Cybersecurity relates to the protection of computers and computer systems from prohibited access and damage. Cybersecurity covers the protection of all digital devices including PCs, mobile devices, servers, and any and all other IT related devices.

Cybersecurity does not only relate to external threats posed by malicious bad actors, but also from internal actions within businesses, either deliberately or accidental.

Cybersecurity is essential as it prevents personal data from being stolen which could cause significant damage to a business or their customers. Businesses that fall prey to cybersecuirty breaches can suffer sometimes irreparable damage to their reputation and/or significant damages in terms of fines and litigation fees and payouts.

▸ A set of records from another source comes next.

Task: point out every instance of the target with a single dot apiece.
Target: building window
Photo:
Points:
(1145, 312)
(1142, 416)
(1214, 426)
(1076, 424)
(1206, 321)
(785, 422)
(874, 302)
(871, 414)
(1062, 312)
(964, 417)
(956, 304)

If a business fails to properly insulate themselves from cyber security threats they may stand to be accused of negligence. A business that has done all they can to protect against data loss, and that has a disaster recovery plan in place in the event of an attack, will significantly mitigate the impact of any cybersecurity incidents that arise.

Cybersecurity Categories

The general categories of cybersecurity are:

• Information Security: This is protecting personal data ensuring it is kept private.
• Application Security: This is were digital devices and software are kept free of threats that look to steal, destroy, corrupt or access data.
• Network Security: This is where a computer network is secured from intruders, by detecting, prohibiting and responding to malicious threats.
• Operational Security: This relates to how information is classified and the processes used to protect and access that information, and how and where that information is stored.
• Disaster recovery & business continuity: this determines what happens in an cybersecurity incident, how a business is able to continue functioning, and how data may be retrieved and damage mitigated.
• End User Education: This relates to how individuals interact with devices and software. Often cybersecurity breaches are related to user actions, such as opening an infected file, or providing security data to a malicious actor. End user education can dramatically reduce risks posed to a business and individuals.

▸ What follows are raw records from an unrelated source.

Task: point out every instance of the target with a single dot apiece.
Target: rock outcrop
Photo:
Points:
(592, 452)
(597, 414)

Typical types of attacks include Ransomware, Malware, or Social Engineering attacks..

Ransomware

Ransomeware is where a computer system is shut down, and will only be unlocked if a ransom is paid. The most recent and wide-scale example of this was the WannaCry Ransomware that shut down computers across the globe. WannaCry took advantage of a defect in an older version of Microsoft’s Windows operating system. Microsoft had issued a patch at the time, but many end-users had failed to implement the patch, making their computers vulnerable to attack. It is estimated that the costs, just to the National Health Services (NHS) in the UK, was £92 million. The attack was believed to have come from North Korea, but the exploit was originally built by the US National Security Agency (NSA).

Malware

Malware is is a malicious software that can cause damage to a file or software, this can take the form of worms, viruses, or trojans. A Trojan horse, for example, will disguise itself as a legitimate file or program. Once activated, Trojan horses can enable cyber-criminals to spy on you, steal sensitive data, and/or gain a backdoor to your system.

Social engineering

Social engineering is an attack that tricks end-users into providing security information so that the malicious actor can gain access to private data, such as banking details. Examples of social engineering attacks include vishing, phishing, spear phishing or smishing.